I guess what I am saying is that if they could have a disaster trip where nothing actually bad happened to them, but they were miserable, that might cure them?

It would jeopardize mom’s and dad’s health and safety if they traveled to without an escort, so that’s not a viable option.

Dad’s short term memory is so poor I’m not sure it would deter him anyway. He’d just keep booking anyway, or at least threaten to.

I have no ideas, but sending you hugs as you work this out. I’ll be right there behind you in a year or so.

@HImom It sounds like this may be more of a spending issue, which you have mention in the past, rather than a travel issue since, if they bought something, they probably could not pack nor carry out the trip since they weren’t even aware why you were there. Good luck with that spending issue as I know your family is working on this. Plus, with a memory issue, It’s interesting that your sis thinks a trip will resolve this. Has your dad always had a spending problem? If not, think frontal temporal dementia or perhaps alcohol.

My parent’s could usually be cured of doing stuff life driving once something embarrassing happens that was due to poor executive function. Even driving. The last time he threatened to travel by himself I dared him to try. Since I know he could not get to step one to purchase tickets, it was a pretty safe bet.

@HImom -

You wrote that your brother checks online daily for any CC activity. Another possibility for more immediate activity awareness would be if the CC provider has options for setting up account alerts. I have my CC account settings such that I get a text and email anytime a CC purchase over $1 is made (the $ amount is user defined, so could be $50, $100, …). Another alert is sent if an online purchase is made with my CC.

Depending on the spending habits and needs of your parents, would it be possible to have the credit limit of your dad’s CC lowered so that the cost of potential large trip purchases would be rejected?

It sounds like a challenging situation with your dad. Good luck.

Thanks for everyone’s thoughts. We all just got 16 photos of all of them on the trip. Several photos of everyone smiling, including the folks. He will likely want more trips after this one.

Hugs, Himom. You’re trying your best and trying to set limits, as well.
One thing. When MIL didn’t get it, D would pay opera videos and, for her, it gave the opera experience. She couldn’t really process the difference from going to a theater but was satisfied. I wonder if some good travel videos could do it for your father. Long ones, maybe Natl geographic. (Or would that set him to planning?)

Nah, he doesn’t like watching videos or movies or anything but some sports on TV. He admits he’s already been pretty much everywhere they wanted to go—often multiple times. He just wants to go whenever and wherever he wants and doesn’t see why it’s of concern to anyone else.
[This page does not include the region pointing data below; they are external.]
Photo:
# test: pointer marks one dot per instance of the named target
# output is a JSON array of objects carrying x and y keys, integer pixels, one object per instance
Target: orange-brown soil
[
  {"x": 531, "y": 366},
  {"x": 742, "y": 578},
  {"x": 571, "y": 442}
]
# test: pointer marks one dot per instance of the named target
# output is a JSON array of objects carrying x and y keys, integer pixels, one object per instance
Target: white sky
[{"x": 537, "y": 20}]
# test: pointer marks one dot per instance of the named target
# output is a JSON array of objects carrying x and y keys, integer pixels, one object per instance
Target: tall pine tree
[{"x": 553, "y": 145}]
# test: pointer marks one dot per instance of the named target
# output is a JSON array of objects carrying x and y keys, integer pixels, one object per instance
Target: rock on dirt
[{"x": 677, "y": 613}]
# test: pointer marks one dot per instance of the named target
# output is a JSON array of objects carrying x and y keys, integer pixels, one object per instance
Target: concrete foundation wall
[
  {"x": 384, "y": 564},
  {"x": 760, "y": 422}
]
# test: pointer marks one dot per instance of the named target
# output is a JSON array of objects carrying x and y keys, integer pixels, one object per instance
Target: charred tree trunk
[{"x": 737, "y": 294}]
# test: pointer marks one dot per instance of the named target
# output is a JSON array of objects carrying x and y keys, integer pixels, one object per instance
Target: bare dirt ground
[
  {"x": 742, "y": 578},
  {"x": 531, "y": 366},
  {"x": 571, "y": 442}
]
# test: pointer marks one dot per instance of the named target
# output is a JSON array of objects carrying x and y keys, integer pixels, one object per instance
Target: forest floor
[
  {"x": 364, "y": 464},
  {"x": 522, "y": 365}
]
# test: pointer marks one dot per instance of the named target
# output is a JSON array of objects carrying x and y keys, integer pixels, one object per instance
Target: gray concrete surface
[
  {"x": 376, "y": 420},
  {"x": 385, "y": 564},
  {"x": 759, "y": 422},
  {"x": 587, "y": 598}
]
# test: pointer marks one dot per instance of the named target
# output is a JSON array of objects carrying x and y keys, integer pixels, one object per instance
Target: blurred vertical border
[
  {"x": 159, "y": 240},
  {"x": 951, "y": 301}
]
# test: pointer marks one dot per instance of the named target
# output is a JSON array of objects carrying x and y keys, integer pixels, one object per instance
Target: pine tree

He doesn’t perceive how much help he gets to carry out what he wants—people buying tickets and making reservations for him and mom, clearing their schedules and flying with them and having hotel rooms adjoining or near, obtaining and preparing clothing, and pretty much everything. He is very impulsive and loves”good deals.” Wanting to book travel is part of it.

My older sis has already told him mom is afraid to travel with him unaccompanied by other escorts but we are all still concerned he MAY still try to do something rash.

I just spent the weekend at a conference on dementia. It is based on a protocol not typical for western medicine developed by Dr. Bredesen outlined in his book “End Alzheimer’s.”

@GTalum was there a “take away” that surprised you?

I wanted to update on my Mom. I posted months ago that my Mom had fallen and fx her spine. Her recovery was complicated and she was confused. I was worried that this was the beginning of the end so to speak.
However she is much much better now! It took a good 5 months but she started driving again a couple of weeks ago.
She still isn’t quite as sharp as she used to be - I wouldn’t want her doing anything but local trips. She isn’t confused however and seems to understand “old information” very well.
New information seems a bit harder for her to process.
I wanted to thank you all for being supportive.